Over the next 24 hours the crew came to love the avian, even naming him "Tweet". At dawn the next morning, Tweet was placed on the gang plank and started slowing walking out to the end, his end. Before jumping, he turned and saluted the crew with his little wing. There was not a dry eye on the ship. What happened next was disastrous and required another call to the president.
I listened to him go into a rage for several minutes before I could understand what he was saying. "Who would have know parakeets can fly, this is awful, the birdbrain will spill his guts to the world"
We next sailed into the Indian Ocean, through the Straights of Merlot and into the Chardonnay Islands.

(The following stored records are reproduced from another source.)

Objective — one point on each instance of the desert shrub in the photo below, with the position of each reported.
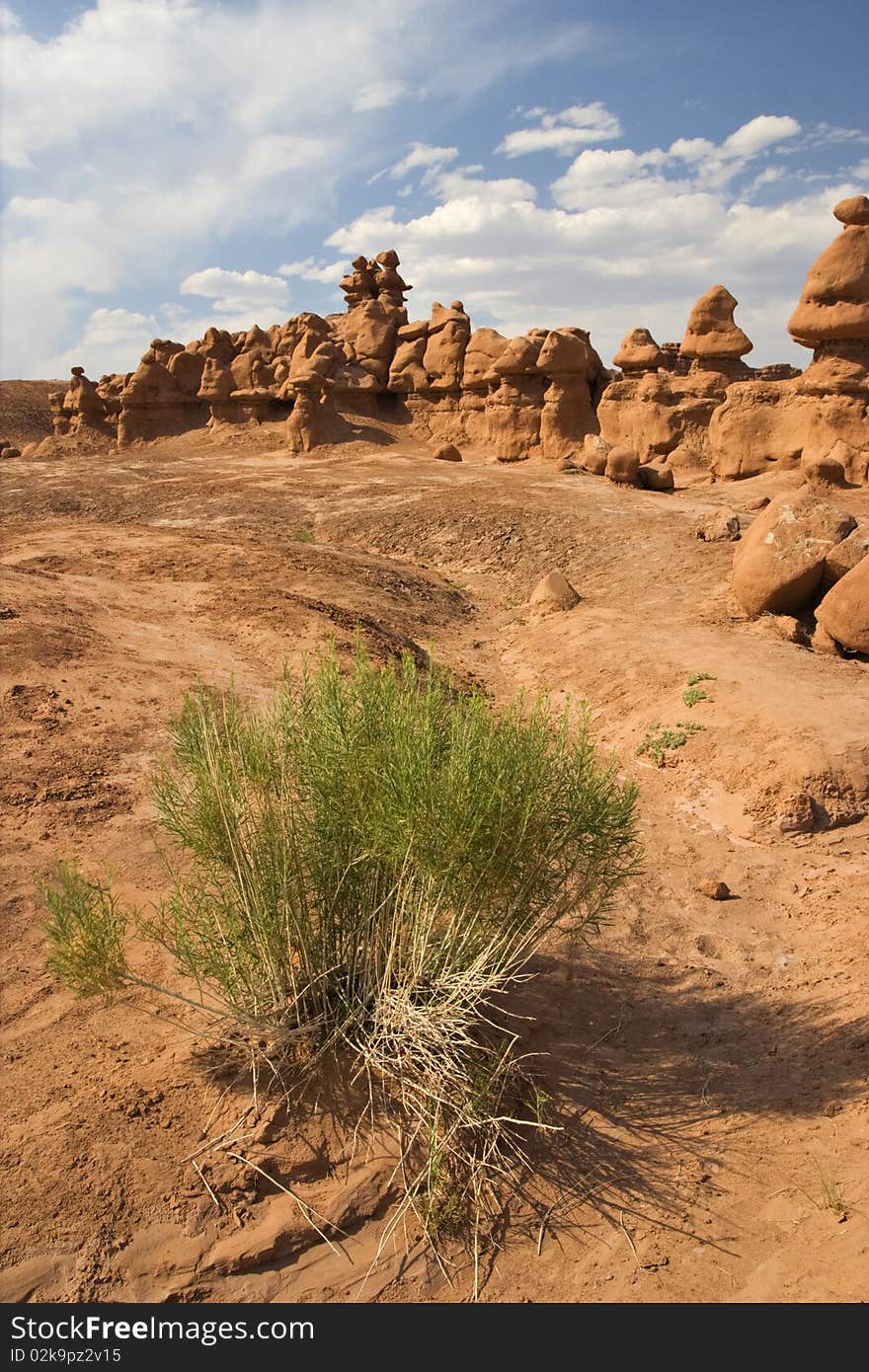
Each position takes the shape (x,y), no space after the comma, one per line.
(362,868)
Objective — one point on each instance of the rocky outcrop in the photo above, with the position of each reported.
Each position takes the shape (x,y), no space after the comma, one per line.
(572,366)
(713,340)
(690,412)
(826,409)
(778,564)
(639,352)
(515,401)
(843,614)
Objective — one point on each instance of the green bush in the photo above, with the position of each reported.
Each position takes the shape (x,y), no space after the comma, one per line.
(362,869)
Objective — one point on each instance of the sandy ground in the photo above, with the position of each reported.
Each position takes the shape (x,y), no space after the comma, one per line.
(707,1058)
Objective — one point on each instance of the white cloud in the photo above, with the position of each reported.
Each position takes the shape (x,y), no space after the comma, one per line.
(379,95)
(632,238)
(759,133)
(310,270)
(147,134)
(110,335)
(234,291)
(421,157)
(563,132)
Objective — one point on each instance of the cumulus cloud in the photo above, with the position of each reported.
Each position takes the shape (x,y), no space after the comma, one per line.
(326,273)
(630,238)
(563,132)
(234,291)
(146,136)
(379,95)
(109,334)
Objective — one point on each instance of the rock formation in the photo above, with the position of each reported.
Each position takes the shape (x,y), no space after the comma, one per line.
(827,407)
(778,564)
(713,340)
(689,414)
(515,401)
(639,352)
(572,365)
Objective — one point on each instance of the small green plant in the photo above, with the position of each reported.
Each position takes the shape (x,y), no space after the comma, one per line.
(830,1191)
(359,872)
(693,696)
(661,739)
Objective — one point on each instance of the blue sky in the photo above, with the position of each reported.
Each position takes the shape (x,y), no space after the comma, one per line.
(172,164)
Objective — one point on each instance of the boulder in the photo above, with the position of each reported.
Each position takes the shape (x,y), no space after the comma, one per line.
(485,347)
(834,301)
(567,415)
(447,453)
(552,594)
(594,453)
(846,555)
(711,331)
(844,609)
(778,564)
(654,478)
(622,467)
(823,471)
(724,526)
(639,352)
(449,331)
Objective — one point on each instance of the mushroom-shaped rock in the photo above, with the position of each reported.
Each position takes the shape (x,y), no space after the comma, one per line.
(594,453)
(563,351)
(567,415)
(217,382)
(778,564)
(844,609)
(639,352)
(449,330)
(853,211)
(81,397)
(389,284)
(519,357)
(485,347)
(711,330)
(834,301)
(553,593)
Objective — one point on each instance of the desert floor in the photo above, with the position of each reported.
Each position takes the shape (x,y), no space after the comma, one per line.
(707,1058)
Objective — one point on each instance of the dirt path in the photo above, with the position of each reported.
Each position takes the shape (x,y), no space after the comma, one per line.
(709,1058)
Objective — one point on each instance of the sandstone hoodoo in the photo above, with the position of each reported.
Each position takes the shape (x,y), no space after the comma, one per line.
(639,352)
(778,564)
(823,412)
(689,412)
(713,340)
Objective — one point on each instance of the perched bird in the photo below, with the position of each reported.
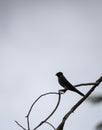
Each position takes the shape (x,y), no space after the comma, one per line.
(66,84)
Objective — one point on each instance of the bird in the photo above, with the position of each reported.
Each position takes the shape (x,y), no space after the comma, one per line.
(66,84)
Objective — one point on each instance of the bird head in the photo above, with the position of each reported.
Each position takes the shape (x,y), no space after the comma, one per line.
(59,74)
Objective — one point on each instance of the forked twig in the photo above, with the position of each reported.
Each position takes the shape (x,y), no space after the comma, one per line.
(60,127)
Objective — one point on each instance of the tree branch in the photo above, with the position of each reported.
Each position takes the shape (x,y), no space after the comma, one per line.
(59,98)
(60,127)
(20,125)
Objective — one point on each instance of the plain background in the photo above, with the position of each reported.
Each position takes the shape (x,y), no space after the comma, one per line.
(38,38)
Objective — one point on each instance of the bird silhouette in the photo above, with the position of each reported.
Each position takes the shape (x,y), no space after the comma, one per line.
(66,84)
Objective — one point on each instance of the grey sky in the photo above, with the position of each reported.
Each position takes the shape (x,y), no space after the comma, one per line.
(39,38)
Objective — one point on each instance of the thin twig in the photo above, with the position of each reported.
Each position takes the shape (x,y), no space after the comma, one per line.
(28,123)
(38,99)
(50,125)
(59,98)
(78,103)
(83,84)
(20,125)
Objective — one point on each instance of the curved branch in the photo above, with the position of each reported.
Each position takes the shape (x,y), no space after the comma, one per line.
(59,98)
(79,103)
(38,99)
(20,125)
(83,84)
(50,125)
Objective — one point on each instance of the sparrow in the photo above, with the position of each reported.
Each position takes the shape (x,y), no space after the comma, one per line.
(66,84)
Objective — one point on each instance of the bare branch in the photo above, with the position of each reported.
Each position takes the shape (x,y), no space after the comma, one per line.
(28,123)
(20,125)
(50,125)
(59,98)
(83,84)
(38,99)
(60,127)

We dropped anchor. The Island of Pinot sent out the girls volley ball team bearing cases of vin. This turned out to be a diplomatic faux pas when we opened the boxes and discovered it was Zinfandel.
A few days later I was in the state room flipping through the channels on TV when I gasped. There was Tweet, spilling his guts, sitting in the guest chair, on none other than CNN with Anderson Cooper.
Tweet only managed a couple more years in his short life. He wrote a book that was chosen on Oprah's book of the month club. He traveled the world promoting peace and getting along. He was Time Magazine's Man of the Year.
The president's term was coming to an end. His last order of business was to commission a statue of himself. a statue bigger than any other, to tower above all statues and monuments in Washington.
The statue was cloaked with tarps while being constructed.
Finally, the unveiling was scheduled for dawn on a beautiful morning. Millions came to view the unveiling of the statue. Many more millions watched on TV. The president declared the biggest crowd ever.
The tarps were pulled off. There it was, a towering pole of gold shooting into the sky. Something was atop the pole, but people had to wait for the sun to fully rise to see a statue atop the pole, a statue of Tweet, standing at the end of a gang plank.
The inscription on the pole was simple. "One Can Send Many tweets That Mean Nothing, But One little "Tweet' Can Make a Difference".